Yani haklı olmak için yalnızca güçlü olmak yetmez; ahlaki bir duruş, vicdan ve toplumsal sorumluluk gerekir.

Hukuk, toplumda düzeni sağlamak, hak ve özgürlükleri korumak için oluşturulmuş kurallar bütünüdür.

 Ancak bu kuralların adaleti ne kadar temsil ettiği, yasa koyucuların niyetine ve gücü nasıl kullandığına bağlıdır. 

Gücü elinde bulunduran kişi ya da kurumlar, yasaları kendi çıkarları doğrultusunda şekillendirdiğinde, hukuk adaletten sapabilir.

Bu durum, hukukun üstünlüğü yerine üstünlerin hukuku anlayışını doğurur.

Modern dünyada bazı otoriter yönetimler, hukuki kılıflarla muhalefeti susturabilir, temel hakları kısıtlayabilir. 

Bu gücün kullanımı onların haklı olduğunu değil, sistemin ne kadar yozlaştığını gösterir. 

Gerçek adaletin olduğu bir hukuk sisteminde yasa, güçlü ya da zayıf ayrımı gözetmeden herkese eşit uygulanır.

Güçlünün değil haklının tarafını tutar.

Hakimlerin verdiği kararlar sadece yasa metnine değil; aynı zamanda vicdana, eşitliğe ve insan haklarına dayanmalıdır. 

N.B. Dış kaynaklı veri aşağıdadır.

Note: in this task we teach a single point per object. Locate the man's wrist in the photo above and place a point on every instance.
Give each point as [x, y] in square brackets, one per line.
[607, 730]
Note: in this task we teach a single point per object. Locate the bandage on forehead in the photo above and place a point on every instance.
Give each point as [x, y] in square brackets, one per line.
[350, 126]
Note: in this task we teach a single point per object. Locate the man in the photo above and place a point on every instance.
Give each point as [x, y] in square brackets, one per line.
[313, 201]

Aksi takdirde mahkeme salonları, adaletin değil gücün sahnesine dönüşür. 

Bu yüzden bağımsız yargı kavramı, gücün değil, haklının korunabilmesi adına büyük önem taşır.

Güç, bir insanın ya da topluluğun istediğini yaptırma kabiliyetidir; ama haklılık, insan olmanın ve adaletin temel taşıdır. 

Güçlü olan her zaman haklı değildir; haklı olan, çoğu zaman güçlü olmasa da tarihin vicdanında yer edinir. Gerçek adalet, güçlünün değil, haklının yanında durabilmeyi gerektirir.

Toplumların temelinde güç değil; vicdan, adalet ve eşitlik yer almalıdır. 

Zira adil bir dünya, ancak haklının sesinin güçlünün sesinden daha çok duyulabildiği bir dünyadır.

Haklı olanlar güçlendikçe, sosyal medya, sivil toplum kuruluşları, bağımsız hukukçular adaleti savunmaya devam ettikçe, toplum daha adil bir yapıya kavuşacaktır.